I've tried str.contains but that doesn't work, as the column is a Series. I want to filter the "text" column for all the tweets containing the keyword 'remoaners'.

remoaners_only = time_plus_text[time_plus_text["text"].str.contains("remoaners", case=False, na=False)]

This produces either an empty dataframe or a lot of NaNs.

pandas version is 0.24.1.

Here's the input data: time_plus_text["text"].head(10)
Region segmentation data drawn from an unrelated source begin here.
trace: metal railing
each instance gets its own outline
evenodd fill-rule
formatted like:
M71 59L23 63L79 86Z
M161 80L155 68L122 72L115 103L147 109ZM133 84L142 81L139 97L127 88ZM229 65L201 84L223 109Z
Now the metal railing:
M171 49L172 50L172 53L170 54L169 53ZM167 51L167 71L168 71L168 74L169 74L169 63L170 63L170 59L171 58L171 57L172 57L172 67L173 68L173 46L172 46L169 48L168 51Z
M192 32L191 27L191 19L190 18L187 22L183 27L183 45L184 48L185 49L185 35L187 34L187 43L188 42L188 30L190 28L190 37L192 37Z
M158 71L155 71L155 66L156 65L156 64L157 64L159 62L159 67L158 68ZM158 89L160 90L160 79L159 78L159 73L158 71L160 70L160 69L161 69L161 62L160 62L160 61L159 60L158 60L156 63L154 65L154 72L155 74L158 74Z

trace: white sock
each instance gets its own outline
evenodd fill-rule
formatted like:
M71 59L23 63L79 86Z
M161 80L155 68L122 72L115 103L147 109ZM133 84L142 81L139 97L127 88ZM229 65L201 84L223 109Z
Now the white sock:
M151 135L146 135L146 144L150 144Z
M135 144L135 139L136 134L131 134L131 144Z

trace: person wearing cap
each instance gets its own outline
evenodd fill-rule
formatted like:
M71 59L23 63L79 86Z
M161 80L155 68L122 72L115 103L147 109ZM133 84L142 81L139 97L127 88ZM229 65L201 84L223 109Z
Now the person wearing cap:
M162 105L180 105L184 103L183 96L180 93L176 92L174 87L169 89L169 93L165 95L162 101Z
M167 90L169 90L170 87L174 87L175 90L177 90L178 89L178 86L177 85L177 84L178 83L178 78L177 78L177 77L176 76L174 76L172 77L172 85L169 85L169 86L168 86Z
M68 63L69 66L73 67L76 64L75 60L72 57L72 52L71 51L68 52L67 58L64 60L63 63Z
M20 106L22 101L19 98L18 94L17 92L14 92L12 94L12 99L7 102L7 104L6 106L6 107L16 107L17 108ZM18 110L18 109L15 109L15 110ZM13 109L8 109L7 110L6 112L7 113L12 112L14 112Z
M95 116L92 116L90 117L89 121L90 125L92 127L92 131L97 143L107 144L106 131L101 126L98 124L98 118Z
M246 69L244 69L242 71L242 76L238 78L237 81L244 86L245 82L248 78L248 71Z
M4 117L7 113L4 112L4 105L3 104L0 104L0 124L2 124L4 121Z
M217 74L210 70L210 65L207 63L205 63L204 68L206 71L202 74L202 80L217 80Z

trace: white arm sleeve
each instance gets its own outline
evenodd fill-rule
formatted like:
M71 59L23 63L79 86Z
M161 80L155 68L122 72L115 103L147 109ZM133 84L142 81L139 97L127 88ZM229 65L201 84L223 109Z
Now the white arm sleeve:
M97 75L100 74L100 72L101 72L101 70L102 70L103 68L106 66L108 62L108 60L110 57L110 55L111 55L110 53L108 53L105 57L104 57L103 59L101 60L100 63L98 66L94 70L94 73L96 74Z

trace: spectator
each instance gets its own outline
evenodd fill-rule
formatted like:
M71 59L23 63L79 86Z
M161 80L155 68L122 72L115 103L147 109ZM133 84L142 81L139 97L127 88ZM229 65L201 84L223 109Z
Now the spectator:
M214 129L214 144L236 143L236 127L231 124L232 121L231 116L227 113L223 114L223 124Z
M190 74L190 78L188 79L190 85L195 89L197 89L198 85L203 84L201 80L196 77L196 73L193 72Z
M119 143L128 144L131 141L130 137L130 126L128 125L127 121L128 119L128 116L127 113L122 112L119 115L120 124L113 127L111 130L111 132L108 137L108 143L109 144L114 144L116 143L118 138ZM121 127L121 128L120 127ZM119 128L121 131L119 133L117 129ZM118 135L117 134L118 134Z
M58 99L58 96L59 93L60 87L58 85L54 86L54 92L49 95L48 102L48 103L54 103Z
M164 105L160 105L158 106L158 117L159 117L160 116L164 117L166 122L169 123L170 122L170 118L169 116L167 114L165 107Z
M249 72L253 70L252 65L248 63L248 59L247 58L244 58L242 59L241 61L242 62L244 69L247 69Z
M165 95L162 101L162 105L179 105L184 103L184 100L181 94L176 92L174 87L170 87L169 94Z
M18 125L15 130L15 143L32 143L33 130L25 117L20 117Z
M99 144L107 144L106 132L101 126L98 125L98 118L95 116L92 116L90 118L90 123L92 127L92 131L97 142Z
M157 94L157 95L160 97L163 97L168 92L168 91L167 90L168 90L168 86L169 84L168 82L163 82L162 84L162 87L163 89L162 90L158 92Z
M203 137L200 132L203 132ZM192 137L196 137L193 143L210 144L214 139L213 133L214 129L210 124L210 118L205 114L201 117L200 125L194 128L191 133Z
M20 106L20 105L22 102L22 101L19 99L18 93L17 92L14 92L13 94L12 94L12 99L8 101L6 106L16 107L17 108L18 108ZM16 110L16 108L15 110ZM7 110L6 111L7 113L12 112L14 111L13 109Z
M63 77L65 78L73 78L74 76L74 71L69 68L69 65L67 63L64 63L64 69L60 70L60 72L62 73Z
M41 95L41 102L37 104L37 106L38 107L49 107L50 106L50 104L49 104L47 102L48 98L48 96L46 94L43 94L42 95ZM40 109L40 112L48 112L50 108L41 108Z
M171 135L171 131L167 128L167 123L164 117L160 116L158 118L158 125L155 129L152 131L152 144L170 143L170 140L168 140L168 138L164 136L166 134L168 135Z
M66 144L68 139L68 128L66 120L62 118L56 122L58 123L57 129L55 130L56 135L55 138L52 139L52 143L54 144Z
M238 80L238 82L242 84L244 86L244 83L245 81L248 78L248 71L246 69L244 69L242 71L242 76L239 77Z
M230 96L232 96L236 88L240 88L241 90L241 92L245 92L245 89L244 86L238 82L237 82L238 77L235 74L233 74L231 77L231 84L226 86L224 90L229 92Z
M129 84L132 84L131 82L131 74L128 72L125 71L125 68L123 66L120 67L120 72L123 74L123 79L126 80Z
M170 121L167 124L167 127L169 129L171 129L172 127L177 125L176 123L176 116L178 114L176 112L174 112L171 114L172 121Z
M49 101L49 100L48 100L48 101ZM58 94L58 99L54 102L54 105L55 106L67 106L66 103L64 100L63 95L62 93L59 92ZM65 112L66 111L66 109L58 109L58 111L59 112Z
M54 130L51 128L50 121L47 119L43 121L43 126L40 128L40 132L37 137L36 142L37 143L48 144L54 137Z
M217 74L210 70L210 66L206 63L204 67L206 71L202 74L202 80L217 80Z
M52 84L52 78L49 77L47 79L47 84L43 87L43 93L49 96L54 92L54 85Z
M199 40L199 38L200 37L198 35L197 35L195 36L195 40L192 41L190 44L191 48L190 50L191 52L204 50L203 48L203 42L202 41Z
0    [ #bbcqt Remoaners on about post Brexit racial...
1    [@sarahwollaston Shut up, you like all remoane...
2    [ what have the Brextremists ever done for us ...
3                     [ Remoaner in bizarre outburst ]
4    [ Anyone who disagrees with brexit is called n...
5    [ @SkyNewsBreak They forecasted if the vote wa...
6    [ but we ARE LEAVING THE #EU, even the #TORIES...
7    [ Can unelected Remoaner peers not see how abs...
8    [@sizjam68 @LeaveEUOfficial @johnredwood It wo...
9    [ Hey @BBC have you explained why when award w...
Name: text, dtype: object

2 Answers

0
Ben.T On Best Solutions

The problem is that the string you want to find the substring remoaners in is contained in a list in each cell. You need to access this string by doing str[0] before doing str.contains such as:

# input
time_plus_text = pd.DataFrame({'text':[['#bbcqt Remoaners on about post Brexit racial...'], 
                                       ['@sarahwollaston Shut up, you like all remoaners...'],
                                       ['what have the Brextremists ever done for us ...']]})
print (time_plus_text["text"].str[0].str.contains("remoaners", case=False, na=False))
0     True
1     True
2    False
Name: text, dtype: bool

so you should do:

remoaners_only = time_plus_text[time_plus_text["text"].str[0]\
                                             .str.contains("remoaners", case=False, na=False)]
0
Rich Andrews On

Your code works. So you are left to check your input data or the pandas bug fix version, 0.24.1 vs 0.24.2.

0.24.2
   index                                               text
0      0     [ #bbcqt Remoaners on about post Brexit rac...
import pandas as pd
import sys
if sys.version_info[0] < 3: 
    from StringIO import StringIO
else:
    from io import StringIO

print(pd.__version__)

csvdata = StringIO("""0,   [ #bbcqt Remoaners on about post Brexit racial...
1,   [@sarahwollaston Shut up, you like all remoane...
2,   [ what have the Brextremists ever done for us ...
3,                    [ Remoaner in bizarre outburst ]
4,   [ Anyone who disagrees with brexit is called n...
5,   [ @SkyNewsBreak They forecasted if the vote wa...
6,   [ but we ARE LEAVING THE #EU, even the #TORIES...
7,   [ Can unelected Remoaner peers not see how abs...
8,   [@sizjam68 @LeaveEUOfficial @johnredwood It wo...
9,   [ Hey @BBC have you explained why when award w...""")

df = pd.read_csv(csvdata, names=["index", "text"], sep=",")

result = df[df["text"].str.contains("remoaners", case=False, na=False)]

# results
print(result)